Question

If 50 ml of 0.235 M NaCl solution is diluted to 200.0 ml what is the concentration of the diluted solution

Answer 1

The concentration of the diluted solution is 0.05875 M.

Step-by-step explanation:

To find the concentration of the diluted solution, we can use the formula:

M1V1 = M2V2

M1 is the initial concentration (0.235 M) and V1 is the initial volume (50 mL).

V2 is the final volume (200.0 mL) and we need to find M2, the final concentration.

Plugging in the values:

(0.235 M) * (50 mL) = M2 * (200.0 mL)

M2 = (0.235 M * 50 mL) / (200 mL) = 0.05875 M

So, the concentration of the diluted solution is 0.05875 M.

Answer 2

This is a straightforward dilution calculation that can be done using the equation

`M_1V_1=M_2V_2`

where M₁ and M₂ are the initial and final (or undiluted and diluted) molar concentrations of the solution, respectively, and V₁ and V₂ are the initial and final (or undiluted and diluted) volumes of the solution, respectively.

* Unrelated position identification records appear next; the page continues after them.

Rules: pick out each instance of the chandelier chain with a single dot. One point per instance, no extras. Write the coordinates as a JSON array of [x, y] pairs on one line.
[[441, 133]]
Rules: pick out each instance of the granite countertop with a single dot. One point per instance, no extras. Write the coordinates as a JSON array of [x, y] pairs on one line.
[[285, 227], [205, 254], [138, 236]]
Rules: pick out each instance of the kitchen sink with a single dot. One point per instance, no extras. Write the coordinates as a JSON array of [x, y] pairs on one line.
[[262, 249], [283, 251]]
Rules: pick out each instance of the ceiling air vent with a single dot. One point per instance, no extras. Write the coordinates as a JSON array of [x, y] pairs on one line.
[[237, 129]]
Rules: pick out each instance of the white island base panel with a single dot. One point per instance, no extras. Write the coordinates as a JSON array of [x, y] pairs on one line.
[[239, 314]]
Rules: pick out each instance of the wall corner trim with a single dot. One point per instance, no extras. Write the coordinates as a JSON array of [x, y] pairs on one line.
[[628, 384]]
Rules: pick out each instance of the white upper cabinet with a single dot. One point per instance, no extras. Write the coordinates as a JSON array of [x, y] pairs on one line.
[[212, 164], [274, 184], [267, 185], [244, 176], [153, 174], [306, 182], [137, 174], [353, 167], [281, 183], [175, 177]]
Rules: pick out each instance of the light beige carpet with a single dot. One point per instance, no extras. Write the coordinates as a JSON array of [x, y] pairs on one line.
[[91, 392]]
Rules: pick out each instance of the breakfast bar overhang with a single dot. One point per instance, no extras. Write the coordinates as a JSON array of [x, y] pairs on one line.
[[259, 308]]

Here, we have the initial concentration (M₁) and the initial (V₁) and final (V₂) volumes, and we want to find the final concentration (M₂), or the concentration of the solution after dilution. So, we can rearrange our equation to solve for M₂:

`M_2=(M_1V_1)/(V_2).`

Substituting in our values, we get

`\[M_2=\frac{\left ( 50 \text{ mL} \right )\left ( 0.235 \text{ M} \right )}{\left ( 200.0 \text{ mL} \right )}= 0.05875 \text{ M}\].`

So the concentration of the diluted solution is 0.05875 M. You can round that value if necessary according to the appropriate number of sig figs. Note that we don't have to convert our volumes from mL to L since their conversion factors would cancel out anyway; what's important is the ratio of the volumes, which would be the same whether they're presented in milliliters or liters.